NHS dentistry: ministers seek action on reforms

24 September 2022

Over 60 cross-party MPs call on the prime minister to act with ‘urgency and ambition’ on access crisis.

Over 60 cross-party MPs call on the prime minister to act with ‘urgency and ambition’ on access crisis.

The British Dental Association (BDA) has warned government needs to show real ambition to bring NHS dentistry back from the brink, given the absence of any new commitments in Thérèse Coffey’s ‘Plan for Patients’.  

While the new Health Secretary, Thérèse Coffey, restated her ‘ABCD' priorities - ambulances, backlogs, care, doctors and dentists – she offered no new proposals to halt the exodus of dentists from the NHS or expand access to care to patients.  

News comes as over 60 MPs from across have called on the PM to make good on her campaign pledges on NHS dentistry. During the recent leadership election Liz Truss stated that action on the access crisis would form a 'top three' target in her first 90 days. 

The discredited NHS contract dentists in England work to is fuelling the access crisis. It puts government targets ahead of patient care, and caps spending to cover barely half the population. Coffey’s speech, the BDA say, offered nothing new, simply revisiting minor 'tweaks' to the contract announced before summer recess, which do nothing to improve access, or halt the exodus of dentists from the NHS, and had no additional funding attached.   

The BDA is pressing for a decisive break from this failed contract, underpinned by sustainable investment.  It would take an extra £880m a year simply to restore resources to 2010 levels. It warns that government objectives to improve access and boost retention simply cannot be achieved within the financial constraints set by the Treasury.  

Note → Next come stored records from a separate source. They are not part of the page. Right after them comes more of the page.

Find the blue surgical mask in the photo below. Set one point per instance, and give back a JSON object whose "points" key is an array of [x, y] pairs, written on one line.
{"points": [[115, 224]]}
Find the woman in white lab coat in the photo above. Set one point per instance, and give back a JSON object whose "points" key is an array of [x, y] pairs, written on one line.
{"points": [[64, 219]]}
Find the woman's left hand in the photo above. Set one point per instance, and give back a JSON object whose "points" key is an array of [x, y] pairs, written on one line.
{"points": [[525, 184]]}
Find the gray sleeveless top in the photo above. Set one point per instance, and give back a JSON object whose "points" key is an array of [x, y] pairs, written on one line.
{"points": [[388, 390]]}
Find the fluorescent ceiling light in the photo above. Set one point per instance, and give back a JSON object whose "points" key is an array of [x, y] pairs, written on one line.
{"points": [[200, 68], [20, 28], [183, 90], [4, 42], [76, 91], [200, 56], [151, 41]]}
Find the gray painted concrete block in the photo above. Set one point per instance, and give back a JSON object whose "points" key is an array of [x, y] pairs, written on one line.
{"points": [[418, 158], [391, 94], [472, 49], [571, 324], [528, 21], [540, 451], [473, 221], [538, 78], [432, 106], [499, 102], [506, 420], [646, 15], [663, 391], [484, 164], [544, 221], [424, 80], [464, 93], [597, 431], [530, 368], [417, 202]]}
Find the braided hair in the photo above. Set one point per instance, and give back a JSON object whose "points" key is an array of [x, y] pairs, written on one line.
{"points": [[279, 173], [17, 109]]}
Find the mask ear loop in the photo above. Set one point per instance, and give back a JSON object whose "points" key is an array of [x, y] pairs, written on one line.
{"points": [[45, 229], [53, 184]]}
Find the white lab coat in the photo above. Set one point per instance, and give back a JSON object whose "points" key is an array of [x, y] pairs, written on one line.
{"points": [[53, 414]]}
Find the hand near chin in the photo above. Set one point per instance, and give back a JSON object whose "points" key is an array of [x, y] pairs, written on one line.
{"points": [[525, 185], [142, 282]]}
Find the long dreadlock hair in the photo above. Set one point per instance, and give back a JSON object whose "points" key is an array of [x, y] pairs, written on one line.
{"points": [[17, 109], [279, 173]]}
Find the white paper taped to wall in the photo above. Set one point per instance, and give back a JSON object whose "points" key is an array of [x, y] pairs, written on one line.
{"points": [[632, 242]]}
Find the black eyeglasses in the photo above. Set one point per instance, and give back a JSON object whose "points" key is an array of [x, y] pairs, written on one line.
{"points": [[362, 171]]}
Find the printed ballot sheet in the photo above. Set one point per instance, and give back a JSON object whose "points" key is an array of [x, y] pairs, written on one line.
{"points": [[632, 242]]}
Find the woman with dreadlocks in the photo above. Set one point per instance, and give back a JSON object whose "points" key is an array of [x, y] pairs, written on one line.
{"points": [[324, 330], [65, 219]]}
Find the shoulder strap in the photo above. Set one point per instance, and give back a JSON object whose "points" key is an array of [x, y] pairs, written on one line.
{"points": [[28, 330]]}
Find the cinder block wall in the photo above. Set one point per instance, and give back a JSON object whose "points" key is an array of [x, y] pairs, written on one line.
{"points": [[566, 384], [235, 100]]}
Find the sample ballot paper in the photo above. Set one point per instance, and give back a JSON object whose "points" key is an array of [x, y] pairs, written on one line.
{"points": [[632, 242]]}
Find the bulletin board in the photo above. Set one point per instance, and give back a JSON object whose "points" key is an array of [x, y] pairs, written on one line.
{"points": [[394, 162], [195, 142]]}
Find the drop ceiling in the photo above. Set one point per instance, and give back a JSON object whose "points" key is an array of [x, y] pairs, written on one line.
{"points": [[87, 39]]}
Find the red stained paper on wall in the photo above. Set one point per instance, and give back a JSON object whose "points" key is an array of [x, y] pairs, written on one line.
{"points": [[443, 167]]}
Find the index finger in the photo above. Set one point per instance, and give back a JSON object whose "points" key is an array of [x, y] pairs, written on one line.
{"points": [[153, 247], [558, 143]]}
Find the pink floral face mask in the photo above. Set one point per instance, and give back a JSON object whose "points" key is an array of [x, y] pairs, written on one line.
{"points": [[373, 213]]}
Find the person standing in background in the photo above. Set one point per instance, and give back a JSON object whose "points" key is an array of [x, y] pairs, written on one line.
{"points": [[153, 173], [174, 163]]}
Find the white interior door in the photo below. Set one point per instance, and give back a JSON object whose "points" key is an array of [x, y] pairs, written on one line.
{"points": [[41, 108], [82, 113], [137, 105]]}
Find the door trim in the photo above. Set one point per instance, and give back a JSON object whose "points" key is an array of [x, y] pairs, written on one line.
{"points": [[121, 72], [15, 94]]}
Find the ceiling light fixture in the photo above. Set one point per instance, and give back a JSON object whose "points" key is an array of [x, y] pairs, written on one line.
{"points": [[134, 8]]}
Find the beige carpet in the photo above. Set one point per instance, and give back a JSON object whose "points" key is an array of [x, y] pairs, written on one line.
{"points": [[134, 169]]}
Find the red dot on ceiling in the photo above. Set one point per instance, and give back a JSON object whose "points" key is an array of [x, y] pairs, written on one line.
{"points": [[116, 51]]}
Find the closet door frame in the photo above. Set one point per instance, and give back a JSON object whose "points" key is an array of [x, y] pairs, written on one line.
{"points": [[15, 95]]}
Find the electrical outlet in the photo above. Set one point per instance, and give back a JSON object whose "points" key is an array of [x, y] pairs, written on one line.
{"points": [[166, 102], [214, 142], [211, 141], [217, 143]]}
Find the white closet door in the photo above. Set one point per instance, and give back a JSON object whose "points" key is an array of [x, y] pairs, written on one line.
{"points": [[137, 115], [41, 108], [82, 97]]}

Recent BBC research has revealed nine in 10 practices are unable to take on new adult NHS patients. In Liz Truss's constituency base of Norfolk that stands at 100 per cent, and the same applies in Suffolk, home to Therese Coffey, the new Deputy PM and Secretary of State for Health and Social Care. In Surrey, home to new Chancellor Kwasi Kwarteng, the figure stands at 93 per cent.  

Eddie Crouch, BDA chair said, “Today we saw little evidence government is ready to honour its pledges on NHS dentistry.

“This isn’t a partisan issue. Underfunding and failed contracts can be fixed, but we need real leadership across Whitehall. 

“Millions of patients need these promises to be kept."